As disciplines such as health sciences, art, STEM, design and social justice come together, we get theater productions coupled with free health screenings, public art that showcases forgotten history, and science made alive and approachable through narrative. And it’s all happening alongside a state-of-the-art motion capture system that turns actors into avatars and a thriving headquarters for a coworking company where more than 100 innovators and entrepreneurs get down to business.
To say there’s a lot in motion at CDI is an understatement. A multi-campus research center founded to generate knowledge across creative, disciplinary and institutional boundaries, CDI is indeed making positive impact through cooperative design. Here are five things to know about it.
1. CDI is an excellent example of both critical and creative collaboration.

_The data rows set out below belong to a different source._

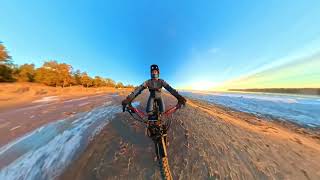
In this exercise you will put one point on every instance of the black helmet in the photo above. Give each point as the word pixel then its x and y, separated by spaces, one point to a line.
pixel 154 67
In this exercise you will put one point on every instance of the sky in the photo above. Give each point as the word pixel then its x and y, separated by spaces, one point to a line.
pixel 198 45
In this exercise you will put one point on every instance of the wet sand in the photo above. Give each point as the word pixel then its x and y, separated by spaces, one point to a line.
pixel 17 120
pixel 206 142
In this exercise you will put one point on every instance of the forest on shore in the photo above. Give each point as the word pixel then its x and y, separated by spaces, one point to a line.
pixel 51 73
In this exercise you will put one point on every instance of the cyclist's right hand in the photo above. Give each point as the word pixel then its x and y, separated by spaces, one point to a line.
pixel 182 101
pixel 124 104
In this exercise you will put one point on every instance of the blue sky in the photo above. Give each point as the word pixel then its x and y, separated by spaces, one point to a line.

Established in 2005 as a joint venture of founding partners Winston-Salem State University, UNC School of the Arts and Forsyth Technical Community College, CDI now nurtures both natural and more novel collaborations that build on each institution’s strengths.
It’s this spirit and diversity of exploration that makes the center distinct, says Jim DeCristo, the interim director for CDI as well as UNCSA’s vice chancellor for economic development and chief of staff. “Today, we have many continuing and episodic collaborators from all the universities and many important organizations in Winston-Salem. We work together on a wide variety of projects spanning education, health and wellness, entrepreneurship, virtual reality, and design.” Programming ranges from workshops and seminars to interdisciplinary classes and sustained research projects.
2. It’s got great digs.
Modern, flat-roofed and marked with a beige checkerboard exterior, the distinctive CDI campus was the first facility to open in the south end of the Innovation Quarter. Accessible from the Long Branch Trail and featuring soaring windows with scenic city views, the adaptable 24,000-square-foot space is part laboratory, part classroom and part meeting area.
It also features a signature 60 x 60 x 60-foot experimental space dubbed The Cube, where UNCSA School of Filmmaking’s Media and Emerging Technology Lab (METL) has recently taken up residency. “In The Cube, there is a state-of-the-art motion capture system that allows us to capture the motion of an actor, apply the motion to a digital avatar and place that avatar in a virtual world while you watch,” DeCristo explains.
3. CDI is home to four unique interdisciplinary design studios.
Under the CDI umbrella, four programs—called studios—merge shared interests with diverse skill sets to address challenges like equity, mobility, scientific literacy, education and environmental concerns.
- Information Design (infoDESIGN) Studio uses film, graphic arts, virtual and augmented reality, music, dance and animation to educate the public on the latest research.
- Health and Art Design (HeART) Studio merges health and arts to address total-body wellness across diverse communities.
- Spatial Justice Studio (SJS) explores solutions for creating and regenerating more equitable, functional and sustainable urban communities.
- And the Higher Education Design (HED) Studio fosters public knowledge and literacy through the high-impact process of research and design of performances, exhibitions, multimedia publications and more.
The studio directors—Nicholas Hristov, Melicia Whitt-Glover, Russell Smith and Betsy Towns, respectively—include a who’s who of visionary leadership.
4. CDI is also home to a hub of entrepreneurs.
In a merry merger of enterprise and innovation, Flywheel, a coworking space and entrepreneurial community, has been a CDI partner since moving into the building’s spacious second floor in January 2017.
Here, open and enclosed workspaces and meeting rooms are available for rent, while members can also enjoy other benefits like networking events and encouraging support staff.
5. You don’t have to be a student to engage with CDI.
Business, civic and education thought leaders agree: The Piedmont Triad’s future will be driven by the region’s Discovery Economy. By gathering this area’s bright minds and providing them with the tools to turn ideas into impact, these artists, designers, engineers and entrepreneurs can truly transform the state’s success.